The vampire had noticed an odd thing. In Mont de Moreau there had been a great many demons other than these Whispers, some of them familiar to him. He had long since reasoned that incursions into his own reality, breaches like the one he and Sophie had witnessed in Paris only days ago, had been the punctures that had allowed the Whispers to slip in as well. The Whispers were from a Hell all their own, he surmised, and whatever intelligence was orchestrating them had sent them through to hold those breaches open, to allow it to drag those cities into this pocket Hell dimension.

Some of the familiar demons, the ignorant savages, that had paved the way for the Whispers, had been drawn into this collective Hell as well, but they were not welcome here. The Whispers were killing them, too.

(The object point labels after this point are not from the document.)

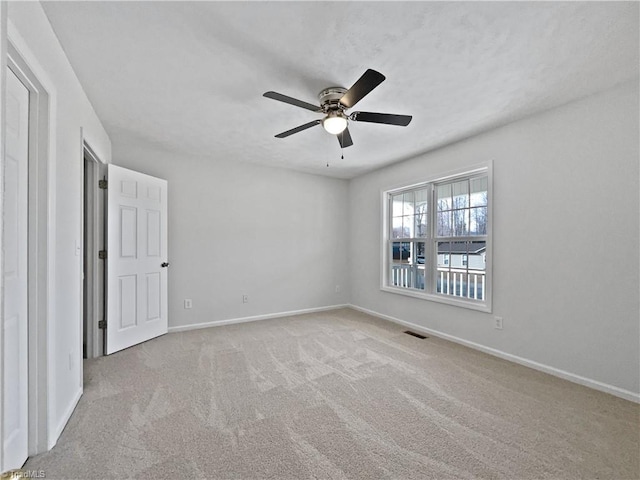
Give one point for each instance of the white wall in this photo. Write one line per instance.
(566, 236)
(275, 235)
(70, 115)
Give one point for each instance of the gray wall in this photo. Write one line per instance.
(566, 236)
(237, 229)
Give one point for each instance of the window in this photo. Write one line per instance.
(436, 236)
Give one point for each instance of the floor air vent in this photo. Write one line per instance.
(414, 334)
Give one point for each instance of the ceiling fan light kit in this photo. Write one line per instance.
(335, 122)
(334, 102)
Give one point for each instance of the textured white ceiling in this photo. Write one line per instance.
(189, 77)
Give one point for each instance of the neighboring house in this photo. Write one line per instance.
(459, 255)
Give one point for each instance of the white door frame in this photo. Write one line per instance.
(94, 202)
(38, 249)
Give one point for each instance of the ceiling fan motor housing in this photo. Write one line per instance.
(330, 98)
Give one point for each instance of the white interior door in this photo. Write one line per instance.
(15, 354)
(136, 258)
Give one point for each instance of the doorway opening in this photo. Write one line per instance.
(93, 287)
(35, 188)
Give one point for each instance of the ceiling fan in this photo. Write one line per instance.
(335, 101)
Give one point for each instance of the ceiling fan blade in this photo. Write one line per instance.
(299, 129)
(367, 82)
(386, 118)
(344, 138)
(292, 101)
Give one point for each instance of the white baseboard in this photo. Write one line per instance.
(55, 435)
(230, 321)
(587, 382)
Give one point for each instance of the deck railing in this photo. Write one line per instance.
(454, 282)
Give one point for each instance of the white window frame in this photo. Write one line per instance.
(429, 293)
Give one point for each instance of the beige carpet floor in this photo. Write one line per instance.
(338, 394)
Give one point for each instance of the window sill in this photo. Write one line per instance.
(446, 299)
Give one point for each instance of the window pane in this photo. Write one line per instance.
(444, 197)
(396, 227)
(461, 269)
(444, 224)
(421, 225)
(396, 205)
(461, 194)
(460, 223)
(479, 192)
(443, 252)
(421, 213)
(408, 204)
(478, 222)
(407, 226)
(400, 251)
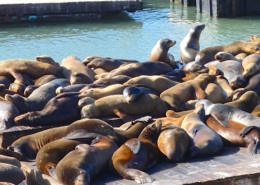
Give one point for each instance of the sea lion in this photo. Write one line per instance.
(10, 173)
(231, 136)
(38, 99)
(183, 92)
(207, 55)
(251, 65)
(76, 72)
(60, 110)
(29, 145)
(189, 46)
(173, 142)
(222, 113)
(206, 142)
(107, 64)
(160, 52)
(8, 112)
(138, 154)
(97, 93)
(137, 69)
(18, 67)
(119, 79)
(51, 153)
(247, 102)
(253, 85)
(70, 88)
(47, 59)
(156, 82)
(116, 104)
(84, 163)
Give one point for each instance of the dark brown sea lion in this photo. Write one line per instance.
(231, 136)
(114, 104)
(156, 82)
(38, 99)
(160, 52)
(11, 174)
(251, 65)
(206, 142)
(138, 154)
(183, 92)
(7, 114)
(120, 79)
(76, 72)
(107, 64)
(83, 164)
(137, 69)
(207, 55)
(173, 142)
(253, 85)
(29, 145)
(189, 46)
(60, 110)
(51, 153)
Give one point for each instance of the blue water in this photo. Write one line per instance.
(124, 35)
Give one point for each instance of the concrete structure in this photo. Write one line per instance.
(33, 10)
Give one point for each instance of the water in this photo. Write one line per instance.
(123, 35)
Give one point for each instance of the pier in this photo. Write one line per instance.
(53, 10)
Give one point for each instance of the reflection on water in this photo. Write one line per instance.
(123, 35)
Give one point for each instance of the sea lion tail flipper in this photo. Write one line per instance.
(144, 119)
(246, 130)
(122, 115)
(139, 176)
(221, 119)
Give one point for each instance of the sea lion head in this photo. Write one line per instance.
(238, 81)
(131, 93)
(26, 148)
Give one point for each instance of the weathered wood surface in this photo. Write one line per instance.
(231, 166)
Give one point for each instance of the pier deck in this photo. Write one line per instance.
(231, 166)
(31, 10)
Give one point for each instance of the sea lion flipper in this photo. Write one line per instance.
(139, 176)
(221, 119)
(123, 116)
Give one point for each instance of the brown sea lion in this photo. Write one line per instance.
(10, 173)
(206, 142)
(116, 104)
(160, 52)
(29, 145)
(137, 69)
(84, 163)
(253, 85)
(183, 92)
(251, 65)
(120, 79)
(138, 154)
(38, 99)
(76, 72)
(173, 142)
(156, 82)
(47, 59)
(231, 136)
(7, 114)
(207, 55)
(51, 153)
(18, 67)
(107, 64)
(60, 110)
(189, 46)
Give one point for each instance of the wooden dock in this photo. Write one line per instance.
(233, 166)
(53, 10)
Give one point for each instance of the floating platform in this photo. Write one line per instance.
(53, 10)
(231, 166)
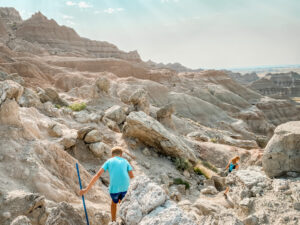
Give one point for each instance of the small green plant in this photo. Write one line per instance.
(183, 164)
(14, 26)
(57, 106)
(77, 106)
(178, 181)
(200, 172)
(214, 140)
(210, 166)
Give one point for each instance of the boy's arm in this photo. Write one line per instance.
(130, 173)
(93, 181)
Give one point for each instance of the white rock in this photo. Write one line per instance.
(93, 136)
(99, 149)
(21, 220)
(116, 113)
(282, 153)
(209, 190)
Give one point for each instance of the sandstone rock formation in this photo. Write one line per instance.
(62, 39)
(282, 152)
(146, 203)
(179, 130)
(278, 85)
(151, 132)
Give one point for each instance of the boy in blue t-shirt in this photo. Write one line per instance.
(119, 173)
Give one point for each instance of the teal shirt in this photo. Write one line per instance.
(118, 169)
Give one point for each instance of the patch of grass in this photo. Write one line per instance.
(77, 106)
(210, 166)
(183, 164)
(178, 181)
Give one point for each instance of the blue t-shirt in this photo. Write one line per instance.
(118, 169)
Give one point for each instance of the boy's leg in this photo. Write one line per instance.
(113, 209)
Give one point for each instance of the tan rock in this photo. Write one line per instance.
(151, 132)
(281, 154)
(93, 136)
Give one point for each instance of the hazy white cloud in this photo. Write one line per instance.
(165, 1)
(84, 5)
(67, 17)
(112, 10)
(81, 4)
(70, 3)
(25, 14)
(70, 23)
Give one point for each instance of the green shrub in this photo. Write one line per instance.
(57, 106)
(178, 181)
(77, 106)
(210, 166)
(183, 164)
(200, 172)
(214, 140)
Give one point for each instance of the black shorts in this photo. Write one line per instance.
(117, 196)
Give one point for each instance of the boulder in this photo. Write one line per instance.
(99, 149)
(64, 214)
(21, 220)
(251, 177)
(146, 203)
(140, 102)
(17, 203)
(55, 131)
(209, 190)
(282, 153)
(10, 90)
(14, 77)
(151, 132)
(164, 116)
(30, 99)
(116, 113)
(83, 131)
(49, 94)
(9, 113)
(103, 84)
(207, 207)
(93, 136)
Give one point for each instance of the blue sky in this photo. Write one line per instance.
(196, 33)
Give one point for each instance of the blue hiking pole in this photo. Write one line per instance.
(86, 216)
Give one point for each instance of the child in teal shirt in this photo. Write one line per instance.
(119, 173)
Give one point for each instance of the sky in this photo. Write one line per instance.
(196, 33)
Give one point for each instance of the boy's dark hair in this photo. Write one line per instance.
(117, 151)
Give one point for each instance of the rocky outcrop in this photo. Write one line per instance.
(17, 203)
(49, 94)
(140, 101)
(244, 79)
(146, 204)
(282, 153)
(278, 111)
(116, 113)
(151, 132)
(278, 85)
(21, 220)
(61, 39)
(172, 66)
(164, 116)
(10, 15)
(64, 213)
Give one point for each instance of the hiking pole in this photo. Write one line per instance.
(86, 216)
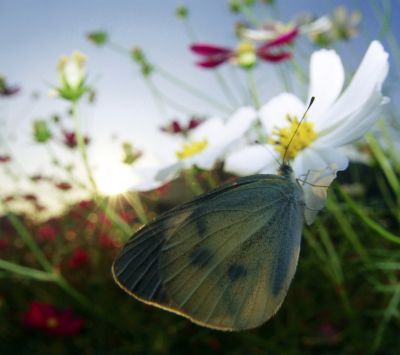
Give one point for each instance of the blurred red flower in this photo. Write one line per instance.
(270, 51)
(46, 232)
(108, 242)
(78, 258)
(5, 158)
(174, 127)
(3, 244)
(46, 317)
(85, 204)
(70, 139)
(64, 186)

Now, in Ronda, the other breeds of demons—the Nektum and the winged carrion beasts, the quilled monstrosities and the gelatinous giants floating across the sky—were all gone. Only the Whispers remained.

This was
their
realm.

The engine whined as Sophie guided the Volkswagen up the hill. The town was Spanish, Kuromaku could tell from the architecture, but he had no idea where they were. Not that it mattered. All that did matter at this point was getting through the town as fast as they could, getting to the other side, reaching the edges of the influence of whatever power was controlling all of this.

The wind carried Henri’s cries away, but suddenly they grew louder. It took Kuromaku only a moment to realize that the boy was not the only child crying. He held on to the door frame more tightly, glanced around quickly, ears tracking, eyes searching.

Just ahead, where the road they were on was joined by two others as they merged into one wider avenue, still leading up the hill, Kuromaku saw a second-floor balcony, a frame of glass shards. Inside that frame a pair of Whispers slashed at one another, tugging at the limbs of a wailing toddler as they fought over the little boy.

Behind the wheel, Sophie must have seen it as well. She tapped the brakes, beginning to slow.